Tokens correspond roughly to morphemes or subword units (un-, break, able → tokens).  
Models implicitly learn morphological regularities (e.g., plural forms, tense patterns).  

Why it matters:  
Efficient tokenization allows LLMs to handle any language, rare words, and creative word formation — essential for open-vocabulary generation.

---

2. Syntactic Representation  
What it is:  
Capturing grammatical structure, word order, and hierarchical dependencies.  

In LLMs:  
Emergent in attention patterns and transformer layers:  
- Early layers capture POS and local dependencies.  
- Middle layers encode syntactic trees and long-range relations.  
- Late layers shift toward semantic coherence.  
There are no explicit grammar rules — but syntax-like regularities emerge.  

Empirical findings:  
- Attention heads often align with dependency arcs.  
- Probing studies show internal vectors predict constituency structures with high accuracy.  

Why it matters:  
Syntax gives structure for compositional meaning, sentence coherence, and grammatical fluency.

---

3. Semantic Representation  
What it is:  
Capturing meaning, relations, and world knowledge.  

In LLMs:  
Encoded in dense contextual embeddings (hidden states).  
Supports polysemy disambiguation: same word → different meaning by context.  
Distributed over billions of parameters as statistical meaning graphs.  

Analogous to:  
- Distributional semantics (co-occurrence meaning)  
- Frame semantics (event knowledge)  
- Predicate–argument structures (latent in embeddings)  

Why it matters:  
Semantic representation is the core of LLM intelligence — enabling inference, analogy, and abstraction.

---

4. Pragmatic & Discourse Representation  
What it is:  
Understanding intent, context, reference, and coherence across sentences.  

In LLMs:  
Modeled through long-context windows and autoregressive training.  

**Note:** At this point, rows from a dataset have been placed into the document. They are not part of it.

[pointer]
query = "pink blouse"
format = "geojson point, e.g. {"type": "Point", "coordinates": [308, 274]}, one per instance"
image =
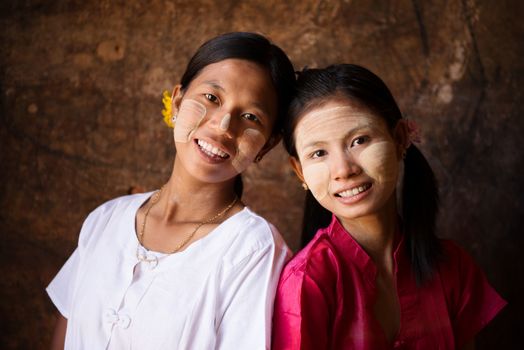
{"type": "Point", "coordinates": [327, 291]}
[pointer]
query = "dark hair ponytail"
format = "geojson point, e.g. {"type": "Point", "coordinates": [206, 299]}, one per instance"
{"type": "Point", "coordinates": [420, 202]}
{"type": "Point", "coordinates": [419, 196]}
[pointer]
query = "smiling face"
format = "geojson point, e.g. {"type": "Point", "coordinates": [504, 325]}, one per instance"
{"type": "Point", "coordinates": [224, 119]}
{"type": "Point", "coordinates": [348, 159]}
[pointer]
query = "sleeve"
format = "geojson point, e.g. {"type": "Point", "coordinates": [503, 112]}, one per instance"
{"type": "Point", "coordinates": [246, 301]}
{"type": "Point", "coordinates": [476, 302]}
{"type": "Point", "coordinates": [62, 287]}
{"type": "Point", "coordinates": [60, 290]}
{"type": "Point", "coordinates": [301, 319]}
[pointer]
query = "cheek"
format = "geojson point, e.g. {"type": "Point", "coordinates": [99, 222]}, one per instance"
{"type": "Point", "coordinates": [190, 115]}
{"type": "Point", "coordinates": [249, 144]}
{"type": "Point", "coordinates": [380, 161]}
{"type": "Point", "coordinates": [317, 178]}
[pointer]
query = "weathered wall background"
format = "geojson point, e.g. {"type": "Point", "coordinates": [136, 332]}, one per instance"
{"type": "Point", "coordinates": [80, 121]}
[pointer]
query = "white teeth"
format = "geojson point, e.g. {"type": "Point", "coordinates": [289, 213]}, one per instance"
{"type": "Point", "coordinates": [354, 191]}
{"type": "Point", "coordinates": [209, 149]}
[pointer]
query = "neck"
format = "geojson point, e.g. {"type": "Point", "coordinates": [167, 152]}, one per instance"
{"type": "Point", "coordinates": [186, 199]}
{"type": "Point", "coordinates": [375, 233]}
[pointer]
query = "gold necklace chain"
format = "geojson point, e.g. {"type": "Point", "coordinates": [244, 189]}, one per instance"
{"type": "Point", "coordinates": [156, 197]}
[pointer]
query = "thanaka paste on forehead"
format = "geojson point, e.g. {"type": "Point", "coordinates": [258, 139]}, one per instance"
{"type": "Point", "coordinates": [189, 116]}
{"type": "Point", "coordinates": [224, 122]}
{"type": "Point", "coordinates": [324, 125]}
{"type": "Point", "coordinates": [249, 144]}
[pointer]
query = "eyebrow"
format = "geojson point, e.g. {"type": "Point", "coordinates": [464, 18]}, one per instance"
{"type": "Point", "coordinates": [350, 132]}
{"type": "Point", "coordinates": [215, 84]}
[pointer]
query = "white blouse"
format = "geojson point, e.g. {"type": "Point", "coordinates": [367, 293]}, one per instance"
{"type": "Point", "coordinates": [216, 294]}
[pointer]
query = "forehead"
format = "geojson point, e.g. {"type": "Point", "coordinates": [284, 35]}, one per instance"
{"type": "Point", "coordinates": [237, 73]}
{"type": "Point", "coordinates": [335, 120]}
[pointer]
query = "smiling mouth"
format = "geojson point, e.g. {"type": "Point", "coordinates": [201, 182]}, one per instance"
{"type": "Point", "coordinates": [211, 150]}
{"type": "Point", "coordinates": [353, 191]}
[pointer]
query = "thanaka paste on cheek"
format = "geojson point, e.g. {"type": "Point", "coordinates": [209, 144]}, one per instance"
{"type": "Point", "coordinates": [316, 176]}
{"type": "Point", "coordinates": [224, 123]}
{"type": "Point", "coordinates": [249, 144]}
{"type": "Point", "coordinates": [379, 161]}
{"type": "Point", "coordinates": [189, 116]}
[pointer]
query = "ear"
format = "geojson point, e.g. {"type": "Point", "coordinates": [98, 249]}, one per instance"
{"type": "Point", "coordinates": [401, 136]}
{"type": "Point", "coordinates": [176, 98]}
{"type": "Point", "coordinates": [272, 142]}
{"type": "Point", "coordinates": [297, 168]}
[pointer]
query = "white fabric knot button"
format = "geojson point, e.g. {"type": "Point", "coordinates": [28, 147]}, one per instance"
{"type": "Point", "coordinates": [145, 256]}
{"type": "Point", "coordinates": [111, 316]}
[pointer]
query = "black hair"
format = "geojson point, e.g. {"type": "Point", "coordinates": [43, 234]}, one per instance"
{"type": "Point", "coordinates": [419, 195]}
{"type": "Point", "coordinates": [251, 47]}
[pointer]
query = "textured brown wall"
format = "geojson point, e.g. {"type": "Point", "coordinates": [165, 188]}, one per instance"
{"type": "Point", "coordinates": [80, 121]}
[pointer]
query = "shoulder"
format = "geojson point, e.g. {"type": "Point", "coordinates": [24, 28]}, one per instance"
{"type": "Point", "coordinates": [455, 259]}
{"type": "Point", "coordinates": [250, 234]}
{"type": "Point", "coordinates": [119, 204]}
{"type": "Point", "coordinates": [110, 211]}
{"type": "Point", "coordinates": [316, 261]}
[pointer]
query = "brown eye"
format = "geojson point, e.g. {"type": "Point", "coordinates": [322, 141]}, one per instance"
{"type": "Point", "coordinates": [251, 117]}
{"type": "Point", "coordinates": [359, 141]}
{"type": "Point", "coordinates": [211, 97]}
{"type": "Point", "coordinates": [318, 153]}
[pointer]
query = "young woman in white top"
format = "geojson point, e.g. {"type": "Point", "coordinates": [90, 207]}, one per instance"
{"type": "Point", "coordinates": [188, 266]}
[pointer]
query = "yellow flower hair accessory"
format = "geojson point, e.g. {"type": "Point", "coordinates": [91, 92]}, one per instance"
{"type": "Point", "coordinates": [167, 112]}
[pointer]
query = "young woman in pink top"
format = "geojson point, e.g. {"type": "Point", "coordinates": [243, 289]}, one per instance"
{"type": "Point", "coordinates": [376, 277]}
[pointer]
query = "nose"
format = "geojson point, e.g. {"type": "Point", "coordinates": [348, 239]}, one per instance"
{"type": "Point", "coordinates": [222, 123]}
{"type": "Point", "coordinates": [343, 166]}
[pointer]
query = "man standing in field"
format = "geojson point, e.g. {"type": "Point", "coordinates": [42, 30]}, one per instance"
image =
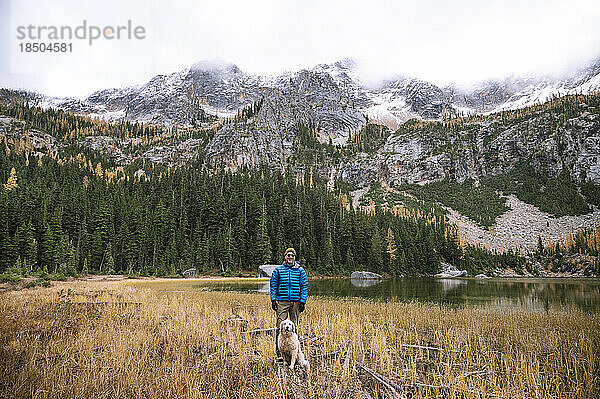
{"type": "Point", "coordinates": [289, 290]}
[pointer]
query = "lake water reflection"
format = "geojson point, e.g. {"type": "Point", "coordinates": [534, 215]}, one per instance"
{"type": "Point", "coordinates": [522, 294]}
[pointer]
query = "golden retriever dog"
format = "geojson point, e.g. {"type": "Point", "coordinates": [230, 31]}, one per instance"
{"type": "Point", "coordinates": [289, 345]}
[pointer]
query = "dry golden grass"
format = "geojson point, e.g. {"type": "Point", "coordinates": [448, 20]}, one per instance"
{"type": "Point", "coordinates": [139, 341]}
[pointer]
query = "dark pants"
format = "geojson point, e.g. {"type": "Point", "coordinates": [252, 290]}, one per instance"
{"type": "Point", "coordinates": [285, 310]}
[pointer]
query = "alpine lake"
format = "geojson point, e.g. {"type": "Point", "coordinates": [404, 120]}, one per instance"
{"type": "Point", "coordinates": [518, 294]}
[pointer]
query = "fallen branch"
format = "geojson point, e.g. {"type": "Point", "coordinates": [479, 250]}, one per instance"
{"type": "Point", "coordinates": [346, 366]}
{"type": "Point", "coordinates": [314, 356]}
{"type": "Point", "coordinates": [258, 330]}
{"type": "Point", "coordinates": [431, 348]}
{"type": "Point", "coordinates": [392, 386]}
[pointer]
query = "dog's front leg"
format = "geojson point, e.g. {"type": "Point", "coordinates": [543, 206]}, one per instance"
{"type": "Point", "coordinates": [293, 361]}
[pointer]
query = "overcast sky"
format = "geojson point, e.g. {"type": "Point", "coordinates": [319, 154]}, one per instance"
{"type": "Point", "coordinates": [441, 41]}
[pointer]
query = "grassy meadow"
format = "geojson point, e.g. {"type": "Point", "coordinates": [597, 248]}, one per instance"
{"type": "Point", "coordinates": [128, 338]}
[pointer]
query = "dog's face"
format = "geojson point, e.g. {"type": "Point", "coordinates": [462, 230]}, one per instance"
{"type": "Point", "coordinates": [287, 327]}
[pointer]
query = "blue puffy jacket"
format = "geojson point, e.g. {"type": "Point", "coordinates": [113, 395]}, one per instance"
{"type": "Point", "coordinates": [289, 283]}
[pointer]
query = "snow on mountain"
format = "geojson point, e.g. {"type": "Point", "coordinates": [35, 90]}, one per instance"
{"type": "Point", "coordinates": [335, 94]}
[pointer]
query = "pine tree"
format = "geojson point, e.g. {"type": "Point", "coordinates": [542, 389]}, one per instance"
{"type": "Point", "coordinates": [264, 243]}
{"type": "Point", "coordinates": [11, 183]}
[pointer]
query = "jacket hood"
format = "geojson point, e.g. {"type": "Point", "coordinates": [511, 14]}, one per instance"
{"type": "Point", "coordinates": [296, 265]}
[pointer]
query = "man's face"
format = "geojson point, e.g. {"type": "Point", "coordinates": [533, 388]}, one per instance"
{"type": "Point", "coordinates": [290, 258]}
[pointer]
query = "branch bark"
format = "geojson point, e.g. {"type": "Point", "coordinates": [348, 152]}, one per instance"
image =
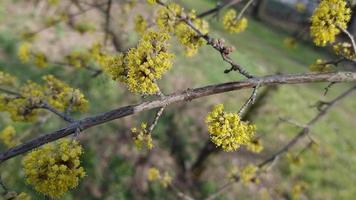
{"type": "Point", "coordinates": [186, 95]}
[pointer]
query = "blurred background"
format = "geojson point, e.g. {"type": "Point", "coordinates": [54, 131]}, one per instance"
{"type": "Point", "coordinates": [276, 41]}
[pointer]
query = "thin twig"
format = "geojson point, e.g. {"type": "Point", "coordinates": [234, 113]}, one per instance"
{"type": "Point", "coordinates": [351, 37]}
{"type": "Point", "coordinates": [224, 51]}
{"type": "Point", "coordinates": [107, 20]}
{"type": "Point", "coordinates": [43, 105]}
{"type": "Point", "coordinates": [155, 121]}
{"type": "Point", "coordinates": [250, 101]}
{"type": "Point", "coordinates": [293, 141]}
{"type": "Point", "coordinates": [218, 8]}
{"type": "Point", "coordinates": [184, 96]}
{"type": "Point", "coordinates": [243, 10]}
{"type": "Point", "coordinates": [62, 115]}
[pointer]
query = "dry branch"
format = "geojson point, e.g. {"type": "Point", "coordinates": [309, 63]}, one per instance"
{"type": "Point", "coordinates": [186, 95]}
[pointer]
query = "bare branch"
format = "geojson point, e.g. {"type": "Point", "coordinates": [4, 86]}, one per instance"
{"type": "Point", "coordinates": [186, 95]}
{"type": "Point", "coordinates": [351, 37]}
{"type": "Point", "coordinates": [216, 44]}
{"type": "Point", "coordinates": [244, 9]}
{"type": "Point", "coordinates": [218, 8]}
{"type": "Point", "coordinates": [272, 159]}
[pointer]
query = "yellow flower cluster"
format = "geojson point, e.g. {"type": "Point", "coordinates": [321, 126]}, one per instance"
{"type": "Point", "coordinates": [23, 196]}
{"type": "Point", "coordinates": [232, 24]}
{"type": "Point", "coordinates": [24, 52]}
{"type": "Point", "coordinates": [327, 19]}
{"type": "Point", "coordinates": [54, 92]}
{"type": "Point", "coordinates": [78, 59]}
{"type": "Point", "coordinates": [321, 66]}
{"type": "Point", "coordinates": [84, 27]}
{"type": "Point", "coordinates": [7, 79]}
{"type": "Point", "coordinates": [255, 145]}
{"type": "Point", "coordinates": [142, 137]}
{"type": "Point", "coordinates": [54, 168]}
{"type": "Point", "coordinates": [345, 50]}
{"type": "Point", "coordinates": [189, 38]}
{"type": "Point", "coordinates": [227, 130]}
{"type": "Point", "coordinates": [294, 159]}
{"type": "Point", "coordinates": [297, 190]}
{"type": "Point", "coordinates": [151, 2]}
{"type": "Point", "coordinates": [61, 96]}
{"type": "Point", "coordinates": [168, 17]}
{"type": "Point", "coordinates": [26, 55]}
{"type": "Point", "coordinates": [14, 196]}
{"type": "Point", "coordinates": [7, 136]}
{"type": "Point", "coordinates": [248, 174]}
{"type": "Point", "coordinates": [142, 66]}
{"type": "Point", "coordinates": [290, 42]}
{"type": "Point", "coordinates": [21, 108]}
{"type": "Point", "coordinates": [140, 24]}
{"type": "Point", "coordinates": [155, 175]}
{"type": "Point", "coordinates": [300, 7]}
{"type": "Point", "coordinates": [169, 20]}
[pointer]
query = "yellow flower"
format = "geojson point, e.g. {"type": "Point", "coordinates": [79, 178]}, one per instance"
{"type": "Point", "coordinates": [7, 79]}
{"type": "Point", "coordinates": [7, 135]}
{"type": "Point", "coordinates": [61, 96]}
{"type": "Point", "coordinates": [232, 24]}
{"type": "Point", "coordinates": [255, 145]}
{"type": "Point", "coordinates": [227, 130]}
{"type": "Point", "coordinates": [142, 66]}
{"type": "Point", "coordinates": [24, 52]}
{"type": "Point", "coordinates": [23, 196]}
{"type": "Point", "coordinates": [320, 66]}
{"type": "Point", "coordinates": [153, 174]}
{"type": "Point", "coordinates": [54, 92]}
{"type": "Point", "coordinates": [326, 20]}
{"type": "Point", "coordinates": [142, 137]}
{"type": "Point", "coordinates": [189, 38]}
{"type": "Point", "coordinates": [294, 159]}
{"type": "Point", "coordinates": [297, 190]}
{"type": "Point", "coordinates": [290, 42]}
{"type": "Point", "coordinates": [84, 27]}
{"type": "Point", "coordinates": [78, 59]}
{"type": "Point", "coordinates": [345, 50]}
{"type": "Point", "coordinates": [151, 2]}
{"type": "Point", "coordinates": [248, 174]}
{"type": "Point", "coordinates": [140, 24]}
{"type": "Point", "coordinates": [46, 170]}
{"type": "Point", "coordinates": [146, 63]}
{"type": "Point", "coordinates": [40, 59]}
{"type": "Point", "coordinates": [168, 17]}
{"type": "Point", "coordinates": [300, 7]}
{"type": "Point", "coordinates": [166, 180]}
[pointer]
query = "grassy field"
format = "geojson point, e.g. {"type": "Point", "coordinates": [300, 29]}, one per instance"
{"type": "Point", "coordinates": [260, 49]}
{"type": "Point", "coordinates": [328, 173]}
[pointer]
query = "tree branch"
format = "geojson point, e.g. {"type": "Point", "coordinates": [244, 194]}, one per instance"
{"type": "Point", "coordinates": [304, 132]}
{"type": "Point", "coordinates": [186, 95]}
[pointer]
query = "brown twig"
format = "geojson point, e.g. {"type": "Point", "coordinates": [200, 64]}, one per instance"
{"type": "Point", "coordinates": [218, 8]}
{"type": "Point", "coordinates": [187, 95]}
{"type": "Point", "coordinates": [292, 142]}
{"type": "Point", "coordinates": [219, 46]}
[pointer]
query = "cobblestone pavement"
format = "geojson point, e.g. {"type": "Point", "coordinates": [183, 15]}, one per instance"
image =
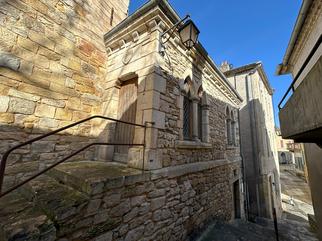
{"type": "Point", "coordinates": [293, 226]}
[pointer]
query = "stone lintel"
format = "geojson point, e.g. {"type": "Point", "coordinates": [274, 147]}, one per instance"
{"type": "Point", "coordinates": [192, 145]}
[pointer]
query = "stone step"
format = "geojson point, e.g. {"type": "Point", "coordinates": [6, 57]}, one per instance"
{"type": "Point", "coordinates": [21, 220]}
{"type": "Point", "coordinates": [59, 202]}
{"type": "Point", "coordinates": [92, 177]}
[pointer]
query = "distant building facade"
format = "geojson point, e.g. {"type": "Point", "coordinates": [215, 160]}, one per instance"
{"type": "Point", "coordinates": [290, 154]}
{"type": "Point", "coordinates": [109, 64]}
{"type": "Point", "coordinates": [301, 114]}
{"type": "Point", "coordinates": [257, 135]}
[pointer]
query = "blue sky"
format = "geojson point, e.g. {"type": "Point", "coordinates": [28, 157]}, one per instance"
{"type": "Point", "coordinates": [243, 32]}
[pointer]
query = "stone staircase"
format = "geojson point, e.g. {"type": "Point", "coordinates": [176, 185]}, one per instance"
{"type": "Point", "coordinates": [60, 205]}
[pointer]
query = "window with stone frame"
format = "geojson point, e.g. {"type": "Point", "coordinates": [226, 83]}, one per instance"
{"type": "Point", "coordinates": [187, 118]}
{"type": "Point", "coordinates": [195, 113]}
{"type": "Point", "coordinates": [200, 120]}
{"type": "Point", "coordinates": [228, 127]}
{"type": "Point", "coordinates": [200, 114]}
{"type": "Point", "coordinates": [233, 129]}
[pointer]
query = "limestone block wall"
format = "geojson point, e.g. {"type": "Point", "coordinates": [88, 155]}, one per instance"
{"type": "Point", "coordinates": [135, 51]}
{"type": "Point", "coordinates": [52, 67]}
{"type": "Point", "coordinates": [159, 206]}
{"type": "Point", "coordinates": [178, 67]}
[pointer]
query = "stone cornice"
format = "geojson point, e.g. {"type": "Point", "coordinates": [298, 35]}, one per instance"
{"type": "Point", "coordinates": [158, 15]}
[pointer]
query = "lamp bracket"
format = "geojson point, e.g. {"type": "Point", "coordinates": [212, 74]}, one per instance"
{"type": "Point", "coordinates": [172, 28]}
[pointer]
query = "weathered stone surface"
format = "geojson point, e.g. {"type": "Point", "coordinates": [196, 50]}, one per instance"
{"type": "Point", "coordinates": [105, 237]}
{"type": "Point", "coordinates": [157, 203]}
{"type": "Point", "coordinates": [7, 118]}
{"type": "Point", "coordinates": [4, 103]}
{"type": "Point", "coordinates": [63, 114]}
{"type": "Point", "coordinates": [134, 234]}
{"type": "Point", "coordinates": [45, 111]}
{"type": "Point", "coordinates": [93, 206]}
{"type": "Point", "coordinates": [23, 95]}
{"type": "Point", "coordinates": [53, 102]}
{"type": "Point", "coordinates": [9, 61]}
{"type": "Point", "coordinates": [121, 209]}
{"type": "Point", "coordinates": [17, 105]}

Emergent phenomena include:  
- Coreference resolution (who/what “it” refers to)  
- Implicit reasoning about speaker intent  
- Maintaining topic continuity  

Although not perfect, LLMs approximate Discourse Representation Theory (DRT) without explicit symbolic structures.  

Why it matters:  
This is how LLMs maintain conversation flow, tone, and logical narrative consistency.

---

5. World Knowledge Representation  
What it is:  
Integration of semantic meaning with factual knowledge and commonsense.  

In LLMs:  
Stored implicitly in parameterized knowledge.  
Encodes relations similar to semantic networks (WordNet, ConceptNet) but at much larger scale.  
Enhanced by instruction tuning and reinforcement learning from human feedback (RLHF), linking linguistic form to human intent.  

Why it matters:  
World knowledge enables reasoning, answering factual questions, and contextual understanding — bridging semantics and pragmatics.

---

Summary: Linguistic Levels vs. LLM Encoding

| Linguistic Level | LLM Relevance | Mechanism in Model | Example Behavior |
|------------------|----------------|--------------------|------------------|
| Phonological | Minimal | Tokenization abstracts text from sound | Not used directly |
| Morphological | High | Subword tokenization | understands “running”, “runner” |
| Syntactic | High | Attention patterns, layer hierarchy | subject–verb agreement |
| Semantic | Very High | Contextual embeddings | word meaning in context |
| Pragmatic / Discourse | High | Long-context modeling | maintains conversation coherence |
| World Knowledge | Very High | Parameterized memory | answers factual questions |
| Cognitive / Conceptual | Emergent | Vector clusters = mental concepts | analogy, metaphor |
| Formal / Logical Semantics | Partial | Learned approximations | reasoning, entailment |
| Phonetic / Prosodic | Not used | Only text input | No sound representation |

---

In Short

LLMs simulate human linguistic competence mainly through four emergent representational layers:

Lexico-Morphological → Syntactic → Semantic → Pragmatic/World Knowledge  

These layers correspond to the human linguistic hierarchy —  
but they emerge statistically, not symbolically.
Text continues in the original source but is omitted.